Les données montrent que les prix d’entrée ont augmenté, forçant les entreprises à relever leurs tarifs de sortie pour préserver leurs marges, un ajustement qui a atteint un pic sur 23 mois. S&P Global note que cette inflation des coûts est liée à des facteurs externes, comme les perturbations dans les chaînes d’approvisionnement mondiales et les fluctuations des devises. Les entreprises ont ainsi réduit leurs achats non essentiels, optant pour une gestion des stocks « juste à temps » pour minimiser les expositions. BLOMINVEST rapporte que les stocks d’achats ont légèrement diminué, reflétant une stratégie défensive face à une demande incertaine.

Cette gestion rigoureuse est particulièrement évidente dans l’industrie, où les délais de livraison allongés ont incité à des commandes plus petites. Les enquêtes du PMI révèlent que les firmes ont évité les embauches massives, maintenant l’emploi stable malgré une charge de travail accrue, une décision motivée par des coûts salariaux en hausse modérée. Al Liwaa, dans son édition du 5 février 2026, a décrit cette prudence comme une « réponse rationnelle à un environnement volatile », citant des exemples d’entreprises du secteur manufacturier qui ont réduit leurs inventaires de 5 % en moyenne par rapport à décembre.

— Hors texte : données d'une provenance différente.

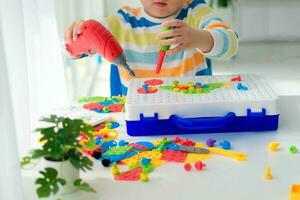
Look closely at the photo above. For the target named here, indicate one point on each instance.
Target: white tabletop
(224, 178)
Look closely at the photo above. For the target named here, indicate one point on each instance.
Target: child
(198, 34)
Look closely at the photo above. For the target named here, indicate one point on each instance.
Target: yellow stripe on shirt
(128, 36)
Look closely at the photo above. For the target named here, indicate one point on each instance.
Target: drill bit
(121, 60)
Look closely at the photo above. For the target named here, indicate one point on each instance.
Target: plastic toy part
(175, 156)
(187, 167)
(190, 149)
(95, 37)
(191, 88)
(162, 52)
(268, 175)
(210, 142)
(149, 90)
(131, 175)
(273, 146)
(105, 104)
(105, 162)
(199, 165)
(114, 169)
(144, 177)
(236, 79)
(193, 158)
(97, 155)
(225, 145)
(145, 161)
(239, 86)
(235, 155)
(123, 143)
(293, 150)
(295, 192)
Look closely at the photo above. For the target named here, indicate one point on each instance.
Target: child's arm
(211, 36)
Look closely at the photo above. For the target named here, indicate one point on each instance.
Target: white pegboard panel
(218, 102)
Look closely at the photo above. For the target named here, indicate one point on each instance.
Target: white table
(224, 178)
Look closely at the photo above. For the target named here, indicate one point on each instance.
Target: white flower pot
(65, 171)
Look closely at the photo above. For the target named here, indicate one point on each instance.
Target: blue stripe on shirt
(208, 20)
(150, 57)
(143, 22)
(134, 22)
(226, 43)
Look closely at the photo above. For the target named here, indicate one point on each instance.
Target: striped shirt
(137, 33)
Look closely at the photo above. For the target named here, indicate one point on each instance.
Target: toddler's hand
(185, 37)
(73, 31)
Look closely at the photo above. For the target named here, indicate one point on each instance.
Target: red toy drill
(95, 37)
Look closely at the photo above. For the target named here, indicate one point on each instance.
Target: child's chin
(160, 15)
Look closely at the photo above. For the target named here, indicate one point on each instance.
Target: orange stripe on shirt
(216, 25)
(187, 65)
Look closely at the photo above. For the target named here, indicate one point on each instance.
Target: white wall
(268, 20)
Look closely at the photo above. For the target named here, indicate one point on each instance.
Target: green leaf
(25, 161)
(38, 153)
(79, 161)
(83, 186)
(49, 183)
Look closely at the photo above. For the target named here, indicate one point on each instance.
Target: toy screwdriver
(162, 51)
(95, 37)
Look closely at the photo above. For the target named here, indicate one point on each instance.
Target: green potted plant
(61, 155)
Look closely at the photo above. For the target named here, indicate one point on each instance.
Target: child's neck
(161, 19)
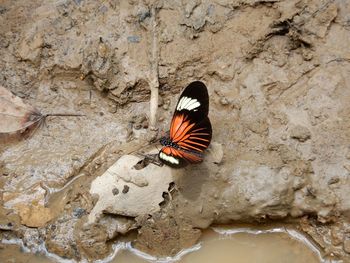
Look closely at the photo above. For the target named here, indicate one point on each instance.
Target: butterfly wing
(190, 127)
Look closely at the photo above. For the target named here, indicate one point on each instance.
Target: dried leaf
(18, 119)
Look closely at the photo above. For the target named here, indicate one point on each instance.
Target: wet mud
(278, 79)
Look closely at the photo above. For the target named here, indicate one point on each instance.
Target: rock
(60, 238)
(136, 199)
(30, 46)
(300, 133)
(34, 215)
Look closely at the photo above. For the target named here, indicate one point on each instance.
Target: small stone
(333, 180)
(115, 191)
(300, 133)
(224, 101)
(125, 189)
(134, 39)
(79, 212)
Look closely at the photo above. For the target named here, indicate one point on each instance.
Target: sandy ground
(278, 79)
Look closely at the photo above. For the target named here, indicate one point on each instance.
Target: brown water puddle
(222, 245)
(239, 245)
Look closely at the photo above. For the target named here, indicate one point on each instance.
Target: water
(223, 245)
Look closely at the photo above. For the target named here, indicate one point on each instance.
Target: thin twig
(154, 84)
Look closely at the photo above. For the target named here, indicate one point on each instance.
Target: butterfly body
(190, 129)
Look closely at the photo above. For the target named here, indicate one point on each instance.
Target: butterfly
(190, 129)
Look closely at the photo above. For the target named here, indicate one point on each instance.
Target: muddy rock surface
(278, 75)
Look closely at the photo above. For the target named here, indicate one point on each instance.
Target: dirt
(278, 78)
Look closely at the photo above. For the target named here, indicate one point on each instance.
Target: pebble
(125, 189)
(115, 191)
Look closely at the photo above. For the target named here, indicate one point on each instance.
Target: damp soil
(278, 77)
(242, 245)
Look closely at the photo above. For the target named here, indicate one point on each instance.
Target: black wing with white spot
(194, 101)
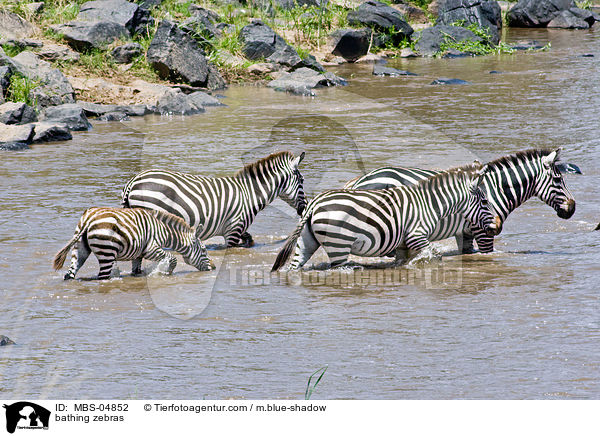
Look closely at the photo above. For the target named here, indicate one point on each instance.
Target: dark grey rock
(125, 53)
(536, 13)
(70, 114)
(13, 133)
(573, 18)
(445, 81)
(351, 44)
(47, 131)
(85, 35)
(261, 42)
(114, 116)
(303, 80)
(432, 38)
(17, 113)
(486, 14)
(380, 70)
(125, 13)
(97, 109)
(4, 340)
(380, 17)
(176, 56)
(54, 87)
(202, 99)
(14, 146)
(175, 102)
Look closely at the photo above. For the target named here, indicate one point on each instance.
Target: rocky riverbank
(64, 62)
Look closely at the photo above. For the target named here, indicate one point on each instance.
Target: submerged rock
(445, 81)
(380, 70)
(536, 13)
(16, 113)
(304, 80)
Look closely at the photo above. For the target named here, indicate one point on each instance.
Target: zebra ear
(551, 158)
(299, 159)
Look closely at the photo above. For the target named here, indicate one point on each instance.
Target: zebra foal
(509, 182)
(225, 206)
(396, 221)
(132, 234)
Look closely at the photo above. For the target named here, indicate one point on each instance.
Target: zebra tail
(287, 250)
(59, 259)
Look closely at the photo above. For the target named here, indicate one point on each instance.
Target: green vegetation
(19, 89)
(482, 47)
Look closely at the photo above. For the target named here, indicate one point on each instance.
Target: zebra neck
(509, 187)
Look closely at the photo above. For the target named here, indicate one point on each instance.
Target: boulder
(125, 53)
(175, 102)
(486, 14)
(17, 113)
(536, 13)
(569, 20)
(410, 12)
(446, 81)
(351, 44)
(54, 87)
(114, 116)
(122, 12)
(380, 70)
(55, 52)
(4, 340)
(303, 80)
(85, 35)
(47, 131)
(70, 114)
(13, 133)
(176, 56)
(261, 42)
(432, 38)
(380, 17)
(202, 99)
(13, 26)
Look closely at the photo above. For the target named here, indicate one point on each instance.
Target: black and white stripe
(396, 221)
(225, 206)
(510, 181)
(132, 234)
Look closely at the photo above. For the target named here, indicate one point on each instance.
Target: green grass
(19, 89)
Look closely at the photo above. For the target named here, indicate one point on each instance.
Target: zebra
(510, 181)
(385, 222)
(225, 206)
(132, 234)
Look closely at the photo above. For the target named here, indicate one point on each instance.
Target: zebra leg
(465, 243)
(305, 248)
(136, 266)
(79, 255)
(166, 261)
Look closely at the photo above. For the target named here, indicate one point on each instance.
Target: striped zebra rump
(131, 234)
(224, 206)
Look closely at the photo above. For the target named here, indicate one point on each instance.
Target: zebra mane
(451, 174)
(520, 156)
(177, 223)
(280, 155)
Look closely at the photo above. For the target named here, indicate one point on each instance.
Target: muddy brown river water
(521, 323)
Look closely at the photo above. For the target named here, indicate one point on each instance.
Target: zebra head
(478, 210)
(196, 254)
(551, 188)
(292, 188)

Les implications de cette stratégie sont doubles : elle protège les bilans à court terme, mais pourrait limiter la capacité de réponse à une reprise de la demande. Dans un contexte où la Banque du Liban maintient une politique monétaire stricte pour stabiliser la livre – avec des réserves en devises à 11,95 milliards de dollars fin janvier 2026 – cette prudence reflète une adaptation aux contraintes financières persistantes.

Un climat pessimiste dominé par les risques géopolitiques persistants

Le sentiment des entreprises libanaises reste fermement pessimiste pour l’année 2026, avec les préoccupations sécuritaires au premier plan. Les enquêtes du PMI indiquent que les attentes pour les douze prochains mois sont négatives, les firmes citant les tensions régionales comme principal frein. Malgré des espoirs pour un réengagement avec le FMI et un soutien externe, les risques géopolitiques – notamment les frictions à la frontière sud et les instabilités au Moyen-Orient – pèsent lourdement sur la confiance.

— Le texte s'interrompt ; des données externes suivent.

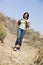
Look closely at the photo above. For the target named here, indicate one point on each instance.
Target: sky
(16, 8)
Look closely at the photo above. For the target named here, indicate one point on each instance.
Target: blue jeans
(20, 35)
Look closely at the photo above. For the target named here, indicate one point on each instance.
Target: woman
(23, 24)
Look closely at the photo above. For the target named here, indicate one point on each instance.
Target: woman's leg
(18, 36)
(22, 36)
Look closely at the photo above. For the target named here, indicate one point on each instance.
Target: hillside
(31, 52)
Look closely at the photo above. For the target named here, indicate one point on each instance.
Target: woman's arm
(27, 24)
(19, 22)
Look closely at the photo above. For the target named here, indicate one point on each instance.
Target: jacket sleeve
(27, 24)
(19, 22)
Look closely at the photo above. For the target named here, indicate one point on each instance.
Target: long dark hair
(27, 15)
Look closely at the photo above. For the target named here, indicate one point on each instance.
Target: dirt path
(9, 57)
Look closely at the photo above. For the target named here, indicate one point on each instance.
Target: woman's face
(25, 16)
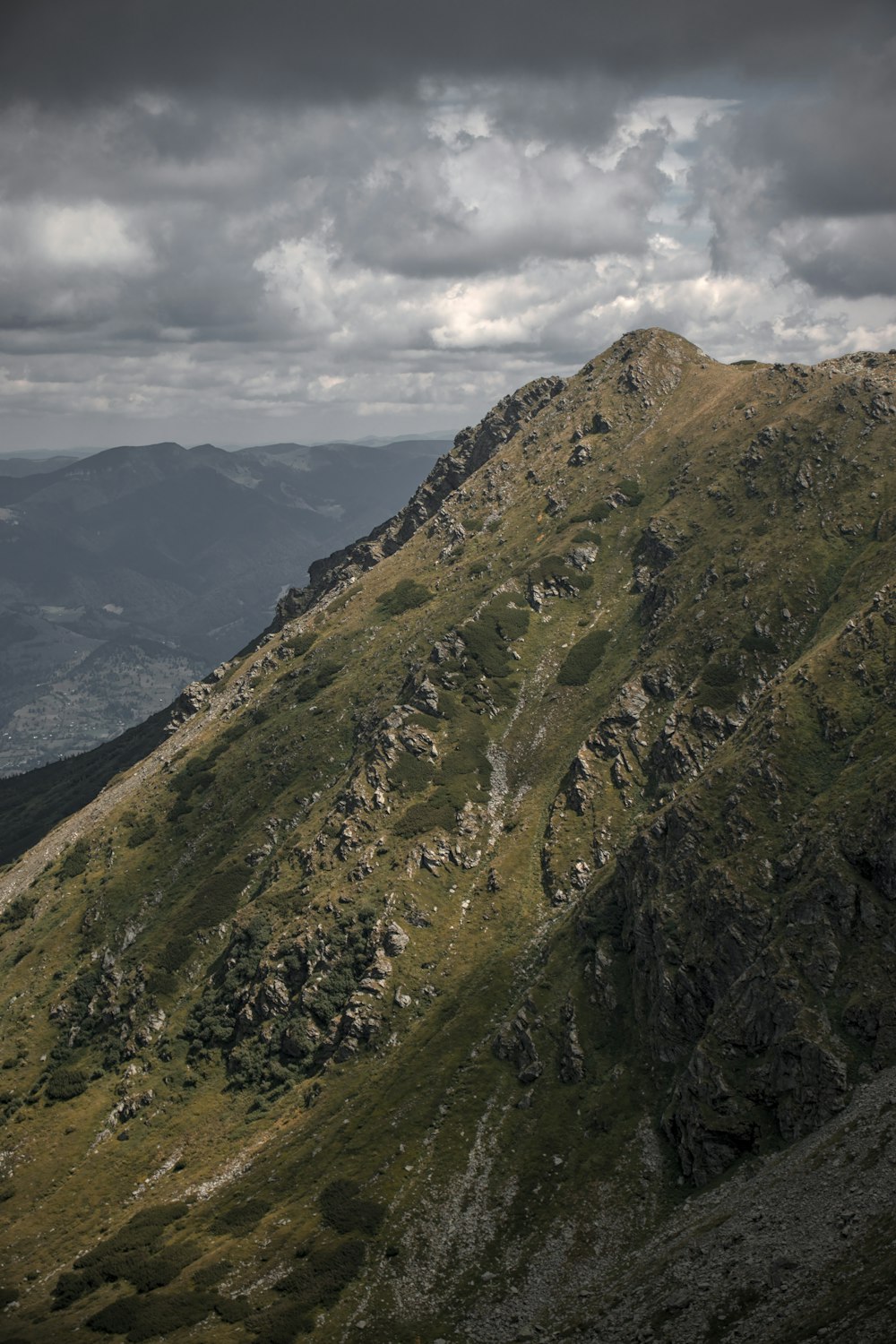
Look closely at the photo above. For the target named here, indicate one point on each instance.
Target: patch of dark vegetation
(720, 685)
(303, 642)
(487, 637)
(598, 513)
(132, 1254)
(630, 489)
(32, 804)
(18, 911)
(142, 831)
(583, 659)
(759, 642)
(237, 1219)
(411, 774)
(66, 1083)
(344, 1210)
(159, 1314)
(317, 679)
(403, 597)
(75, 860)
(317, 1281)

BLOMINVEST note que le pessimisme est associé à des préoccupations sécuritaires, avec des preuves anecdotiques montrant que les entreprises anticipent des disruptions potentielles. Jana Boumatar a indiqué que « le sentiment des affaires est resté fermement pessimiste, reflétant des préoccupations sécuritaires persistantes, même si les espoirs pour un engagement renouvelé avec le FMI et un soutien externe continuent de soutenir les attentes pour une stabilisation à plus long terme ». Les données montrent que cette pessimisme est plus prononcé dans les secteurs exposés, comme la construction et les exportations, où les investissements sont reportés.

Les implications immédiates incluent une croissance projetée à 4 % pour 2026, conditionnée à une stabilité politique et des réformes, mais avec des risques baissiers liés à des escalades potentielles. Les remises de la diaspora, en hausse de 12 % au premier trimestre, et le tourisme restent des piliers, mais les vulnérabilités externes persistent, avec un déficit courant à 16,1 % du PIB. Les efforts de reconstruction, modestes, pourraient atténuer ces risques, mais les tensions régionales maintiennent un climat d’incertitude, influençant les décisions d’investissement et les stratégies opérationnelles des entreprises.